Does Schamaun teach during the Fringe? All those stressed out comics... “I'm not in a very good headspace to lead people in a moving meditation there,” she says. “I'm too busy Googling my own name and being impossible.”

Sometimes the other career wins, even when TV comes calling. Richard Campbell has a particularly diverse double life, although both involve dressing up: he’s a barrister and one fifth of popular sketch maniacs Late Night Gimp Fight, who return for 12 shows this Fringe. During previous Fringes, Campbell brought paperwork along, “so a month away wasn't too disruptive”, but opted out when the Gimps hosted Impractical Jokers, on the aforementioned Comedy Central. “I just knew I couldn’t do a hidden camera show with my job,” he says.  

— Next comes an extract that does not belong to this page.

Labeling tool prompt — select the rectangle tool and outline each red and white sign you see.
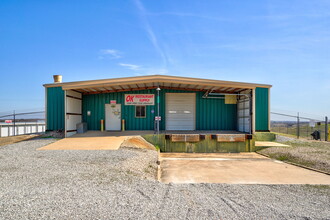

He’s back for the live stuff though, and has only been spotted in court once, when the opposite counsel recognised him from a kids’ gig the day before. “It helps that as a barrister I get to wear a wig and gown, which is essentially a full-blown disguise.”

What occurs in comedy clubs isn’t always suitable for workplaces. “I've had kids find a video of me doing standup, and it made life tricky,” says Paul Revill. Different stages call for different personas. “You can tell Terry the mechanic to shut the fuck up in a comedy club,” Revill agrees, “but if you said that to his 15-year-old son Jimmy in a GCSE maths class you'd be kicked out. And punched by Terry.”

As for Caroline/Cally Beaton, she’s confident that the jobs are mutually beneficial. Standup is honing her hosting skills, and the experienced exec has introduced movie studio methods to recent Edinburgh previews.

“I’ve been giving out index cards, for feedback,” she admits. “You can take the woman out of the corporation, but you can’t take the corporation out of the woman.”